The Legacy of Greene and Greene
“Architects much honored in your homeland for great contributions to design, sensitive and knowing builders who reflected with grace and craftsmanship emerging values in modern living in the western states, formulators of a new and native architecture.“
~American Institute of Architects, award presented to Greene and Greene, 1952
Virtually forgotten by the profession and the press during the 1920s and 1930s, the Greenes’ work was “rediscovered” in the 1940s by a small group of architects and critics who rejected the notion that good modernist design could only come from Europe. The Greenes’ architecture, as that of Frank Lloyd Wright, would be perceived in a fresh context after World War II. No longer portrayed as a vestige of the past, their work was suddenly promoted as a forward-looking inspiration for American modernism. Elizabeth Gordon, editor of House Beautiful, championed them in the pages of her influential magazine, along with the work of younger California architects who also worked in wood, including Harwell Hamilton Harris (1903–1990) and William W. Wurster (1895–1973). In 1947, Maynard Parker, a photographer for House Beautiful, documented much of the Greenes’ work while it was still in the hands of original clients and retained original furnishings. This body of work, which portrays the Greenes’ houses as modernist forebears, is now in The Huntington’s photo archives to serve scholars who will study the Greenes’ legacy.

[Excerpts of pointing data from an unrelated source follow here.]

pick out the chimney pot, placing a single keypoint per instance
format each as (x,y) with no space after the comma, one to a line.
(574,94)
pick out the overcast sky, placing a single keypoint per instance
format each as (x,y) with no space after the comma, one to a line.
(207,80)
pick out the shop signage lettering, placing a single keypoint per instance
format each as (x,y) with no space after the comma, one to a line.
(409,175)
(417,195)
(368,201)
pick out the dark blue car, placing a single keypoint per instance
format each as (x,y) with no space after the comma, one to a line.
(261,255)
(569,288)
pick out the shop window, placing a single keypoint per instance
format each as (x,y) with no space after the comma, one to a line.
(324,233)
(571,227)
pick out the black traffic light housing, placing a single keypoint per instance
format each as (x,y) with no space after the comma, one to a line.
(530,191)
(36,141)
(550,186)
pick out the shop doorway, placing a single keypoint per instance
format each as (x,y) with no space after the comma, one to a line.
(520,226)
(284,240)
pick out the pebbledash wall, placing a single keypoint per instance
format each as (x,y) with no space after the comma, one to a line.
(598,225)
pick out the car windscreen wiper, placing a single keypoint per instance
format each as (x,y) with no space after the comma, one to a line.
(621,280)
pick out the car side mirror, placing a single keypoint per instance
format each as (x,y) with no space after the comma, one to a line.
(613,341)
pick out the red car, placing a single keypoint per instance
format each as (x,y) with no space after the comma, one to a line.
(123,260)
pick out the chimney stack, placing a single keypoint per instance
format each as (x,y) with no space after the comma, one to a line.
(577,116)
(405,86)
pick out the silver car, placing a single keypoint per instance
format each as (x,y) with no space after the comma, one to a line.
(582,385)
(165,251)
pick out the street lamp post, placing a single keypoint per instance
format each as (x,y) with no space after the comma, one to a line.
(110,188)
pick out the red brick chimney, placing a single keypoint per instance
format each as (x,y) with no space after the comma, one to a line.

International recognition of Greene and Greene grew after they received special awards from the American Institute of Architects, first from the Southern California chapter in 1948, then at the national level in 1952. Since then, designers as seemingly disparate as architect Frank Gehry and woodworker Sam Maloof have looked to Greene and Greene for inspiration, or perhaps to absorb the native beauty of their work.